Even as I step out of the front door I can feel it in the air. All seems still, the air leaden, dense and motionless and yet… Despite the stillness, there is a definite tension, a sense of the unmoving preparing to move again after a long hiatus.
At first it’s difficult to distinguish exactly where this tautness is coming from. It is felt, of course, but it takes a little consideration before I actually see it around me – in the air, on the roadside verges: a gentle pulling in different directions as everything starts to fray a little at the edges now. The morning light is more sluggish in arriving, the blackberries are disappearing fast and even the man-made parts of the landscape are beginning to retreat into their latter-season outfits of damp and moss, at least in little corners here and there, as the backdrop alters daily, offering something new for the eye at each turn. The summer has begun, in earnest, to dismantle itself.
Despite all of this, it’s a beautiful morning. In fact, I think it’s probably more beautiful because of this gentle decline; the beauty of evanescence. As I leave the house for my walk, allowing the rest of its inhabitants, human and cat alike, to sleep on, there is a slight chilly tinge to the air and the whole vista seems made of vapour and sunlight as the dampness of the previous night begins to burn away.
I turn away from the town, as I often do, heading up into the neighbouring valley, accompanied only by birdsong and the pale early light reflected in the amber tones of fallen leaves, more and more of which seem to accumulate by the day. Where the path enters a tree-tunnel, made up mostly of sycamores interspersed with a few beech and oak, a dense carpet of browned leaves covers the ground like a lovely but elegiac trackway to some other, sad, place, strangely appropriate given the calendar’s nearing proximity to All Souls and All Saints.
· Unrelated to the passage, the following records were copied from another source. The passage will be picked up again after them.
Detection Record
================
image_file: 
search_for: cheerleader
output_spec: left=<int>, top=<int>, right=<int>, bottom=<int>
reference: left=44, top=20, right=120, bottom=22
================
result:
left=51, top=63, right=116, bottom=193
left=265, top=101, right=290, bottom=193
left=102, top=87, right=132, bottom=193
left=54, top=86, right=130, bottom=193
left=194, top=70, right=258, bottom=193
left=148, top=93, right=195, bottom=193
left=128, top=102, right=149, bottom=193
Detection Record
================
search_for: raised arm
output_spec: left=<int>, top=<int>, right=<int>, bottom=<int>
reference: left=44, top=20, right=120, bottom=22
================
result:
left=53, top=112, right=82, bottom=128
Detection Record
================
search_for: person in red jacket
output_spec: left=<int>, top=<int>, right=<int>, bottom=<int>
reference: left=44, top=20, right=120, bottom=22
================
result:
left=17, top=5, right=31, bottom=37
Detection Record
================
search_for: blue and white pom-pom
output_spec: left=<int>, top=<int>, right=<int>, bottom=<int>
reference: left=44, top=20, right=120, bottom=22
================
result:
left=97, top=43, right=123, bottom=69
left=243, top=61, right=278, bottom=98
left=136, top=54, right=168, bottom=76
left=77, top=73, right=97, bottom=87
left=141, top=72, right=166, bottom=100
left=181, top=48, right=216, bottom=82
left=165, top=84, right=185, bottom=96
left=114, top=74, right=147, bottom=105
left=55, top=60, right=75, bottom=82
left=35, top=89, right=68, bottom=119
Funny how we find such contrasts all around during this season – so much scarcity and loss, yet so much fun at times too – such an invite as this would bring out the inner child in anyone and I am no different, happy to shift and kick and shuffle my way through its coppery drift. Perhaps that’s how a lot of our celebrations – Halloween, Bonfire night, Christmas – have ended up so well-celebrated, acting as bright tonics to light up darker months, a remedy that isn’t needed so much through those brighter, lighter seasons.
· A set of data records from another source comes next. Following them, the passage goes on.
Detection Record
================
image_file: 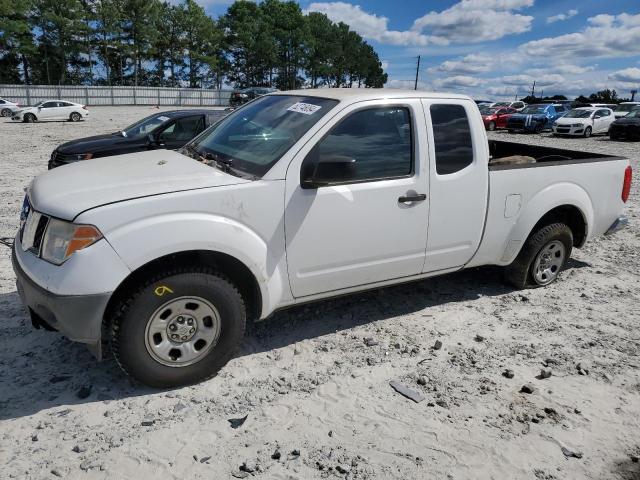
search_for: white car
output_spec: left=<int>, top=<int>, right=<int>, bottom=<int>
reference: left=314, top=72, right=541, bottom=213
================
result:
left=11, top=100, right=89, bottom=123
left=12, top=88, right=631, bottom=387
left=0, top=98, right=20, bottom=117
left=552, top=107, right=616, bottom=138
left=613, top=102, right=640, bottom=118
left=491, top=101, right=527, bottom=112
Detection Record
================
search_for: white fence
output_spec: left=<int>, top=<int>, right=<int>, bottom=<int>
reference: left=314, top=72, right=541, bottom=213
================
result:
left=0, top=85, right=231, bottom=106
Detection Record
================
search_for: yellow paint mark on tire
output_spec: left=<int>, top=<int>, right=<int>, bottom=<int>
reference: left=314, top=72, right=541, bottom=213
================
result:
left=153, top=285, right=173, bottom=297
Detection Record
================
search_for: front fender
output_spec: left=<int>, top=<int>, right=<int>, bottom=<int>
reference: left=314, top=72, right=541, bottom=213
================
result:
left=500, top=182, right=594, bottom=265
left=99, top=212, right=288, bottom=317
This contrast is highlighted almost everywhere I look now, especially as the days and weeks trundle by; juxtapositions and metaphors abound in each corner such as the familiar garden just up ahead, the back fence of which is guarded by sentinel sunflowers. They are easily fifteen-feet tall and add an imposing splash of colour to the morning and yet, just across on the opposite side of the path, a small stand of sycamores is peppered with tar spot, a fungal condition that doesn’t really harm the tree but is a striking image nonetheless, and a stark reminder that not all is golden beauty at this time of year.
There is enough golden beauty, however, for now, even if it feels as though I am playing catch up with everything. As my steps take me further away from the town centre streets, sweeping me deeper toward the heart of the valley, everything appears unexpectedly busier rather than quieter – a few hastily abandoned chestnuts tell their own story of squirrels ramping up their preparations for the coming of the winter, preparations to which they will very likely return as soon as I’m done dawdling here. Even the river seems to hustle along, peeking through the trees to my right, riffling through little side tributaries here and there and now bounding away through a meander like an eager spaniel, leaving me behind to catch up at my own slow pace.
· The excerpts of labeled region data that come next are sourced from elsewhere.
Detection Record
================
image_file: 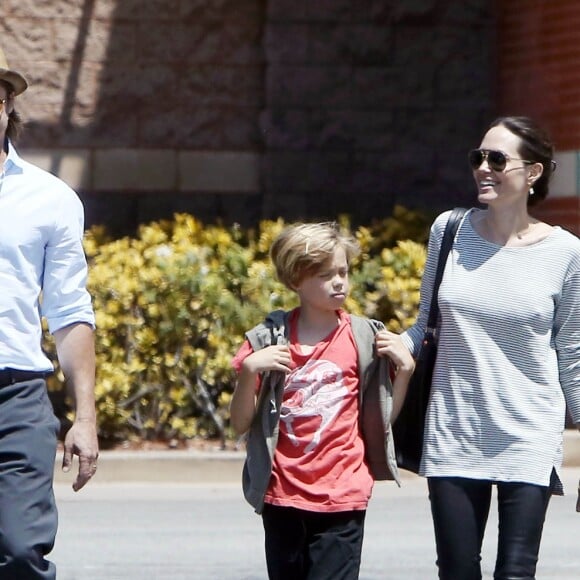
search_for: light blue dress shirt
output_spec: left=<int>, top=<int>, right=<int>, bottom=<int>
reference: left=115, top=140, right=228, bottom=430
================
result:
left=0, top=144, right=95, bottom=371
I shan’t chase them, though, the river or the season. Nature may be busy at work, but I’m content to pick at the ragged ends of summer, to dawdle, dither and daydream as I have the luxury of “time yet for a hundred indecisions, /And for a hundred visions and revisions…”, as T.S. Eliot noted. I’ll carry on collecting these ramblings loosely in my head ready to jot down later, as there are plenty of “visons” to be had, golden, shadowy and otherwise, and I have no doubt whatsoever that I shall catch up with river, season and my own thoughts at some point just around the next bend.